Listen to an integral version of lecture by professor Andrea Fumagalli, who gave talk at June 11 at net.klub MAMA in Zagreb (http://boo.mi2.hr/~tom/Andrea_Fumagalli_Global_Economic_Crisis.mp3).
We believe that Fumagalli's lecture will be of interest to a wide audience of economists, political scientists, sociologists and other social scientists, as well as to activists. In the first part of the lecture Fumagalli provides...

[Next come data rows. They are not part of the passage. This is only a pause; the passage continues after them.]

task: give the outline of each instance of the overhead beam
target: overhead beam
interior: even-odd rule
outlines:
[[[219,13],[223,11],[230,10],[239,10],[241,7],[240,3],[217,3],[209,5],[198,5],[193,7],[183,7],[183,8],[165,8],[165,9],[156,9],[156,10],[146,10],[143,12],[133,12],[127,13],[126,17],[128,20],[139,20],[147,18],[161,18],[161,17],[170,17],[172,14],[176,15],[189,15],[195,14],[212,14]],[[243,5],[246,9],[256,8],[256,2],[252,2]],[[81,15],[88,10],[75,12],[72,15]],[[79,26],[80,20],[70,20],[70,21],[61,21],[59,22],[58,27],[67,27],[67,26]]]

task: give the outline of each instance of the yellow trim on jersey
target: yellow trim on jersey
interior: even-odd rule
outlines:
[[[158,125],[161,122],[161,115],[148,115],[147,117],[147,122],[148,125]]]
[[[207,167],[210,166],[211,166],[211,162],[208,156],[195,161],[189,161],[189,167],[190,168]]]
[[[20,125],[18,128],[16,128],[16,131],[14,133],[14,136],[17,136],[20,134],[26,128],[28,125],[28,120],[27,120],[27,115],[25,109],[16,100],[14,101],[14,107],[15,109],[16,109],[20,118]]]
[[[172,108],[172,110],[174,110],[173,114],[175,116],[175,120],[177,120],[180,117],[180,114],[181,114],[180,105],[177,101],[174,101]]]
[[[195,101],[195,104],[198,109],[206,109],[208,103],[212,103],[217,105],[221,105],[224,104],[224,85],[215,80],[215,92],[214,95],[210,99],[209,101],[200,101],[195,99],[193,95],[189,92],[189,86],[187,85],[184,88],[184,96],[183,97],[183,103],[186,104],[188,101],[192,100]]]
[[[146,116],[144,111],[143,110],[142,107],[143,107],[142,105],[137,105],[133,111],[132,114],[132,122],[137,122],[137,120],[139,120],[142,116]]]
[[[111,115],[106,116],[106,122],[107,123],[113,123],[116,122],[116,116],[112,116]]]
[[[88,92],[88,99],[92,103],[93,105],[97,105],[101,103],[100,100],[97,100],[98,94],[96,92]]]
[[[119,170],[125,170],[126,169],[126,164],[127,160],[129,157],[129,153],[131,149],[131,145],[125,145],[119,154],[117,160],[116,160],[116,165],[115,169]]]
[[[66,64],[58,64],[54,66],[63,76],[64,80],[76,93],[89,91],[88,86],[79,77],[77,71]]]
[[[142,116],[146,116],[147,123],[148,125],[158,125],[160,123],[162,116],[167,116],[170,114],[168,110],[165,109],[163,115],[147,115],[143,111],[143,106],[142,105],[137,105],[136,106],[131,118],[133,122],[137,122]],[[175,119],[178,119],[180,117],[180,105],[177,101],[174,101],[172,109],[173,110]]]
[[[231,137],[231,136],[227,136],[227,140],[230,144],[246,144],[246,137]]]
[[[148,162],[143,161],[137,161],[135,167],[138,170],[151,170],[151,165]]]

a short historical overview of capitalism in the West – from the Fordist period of the first half of the 20th century to the period he calls “cognitive capitalism” from the 1990s and 2000s. These periods are characterised by different socio-economic relations. Fordism was characterised by mass production which was hierarchically organised and materially oriented, and which had primacy over the financial sphere. In the period of cognitive capitalism there is primacy of financial sphere and production of knowledge (i.e. services) through knowledge with consequent disappearance of boundary between work time and leisure time. Knowledge is now dispersed, and for its accumulation and diffusion society as a whole is credited. Such production relations stand in contrast to intentions of financial capital to captivate knowledge (e.g. through flexibilisation of the labour market and increase of the share of workers whose pay is below their subsistence level – so called working poor) and increase private sphere (e.g. through spread of intellectual property rights). In the context of cognitive capitalism and world socio-economic crisis in the second part of his lecture Fumagalli poses question how a modern New Deal could look like. Possible solutions are guaranteed minimum income (an income that state would pay to everyone, irrespectful of their wealth) and modification of one of the pillars of the capitalist system – private property.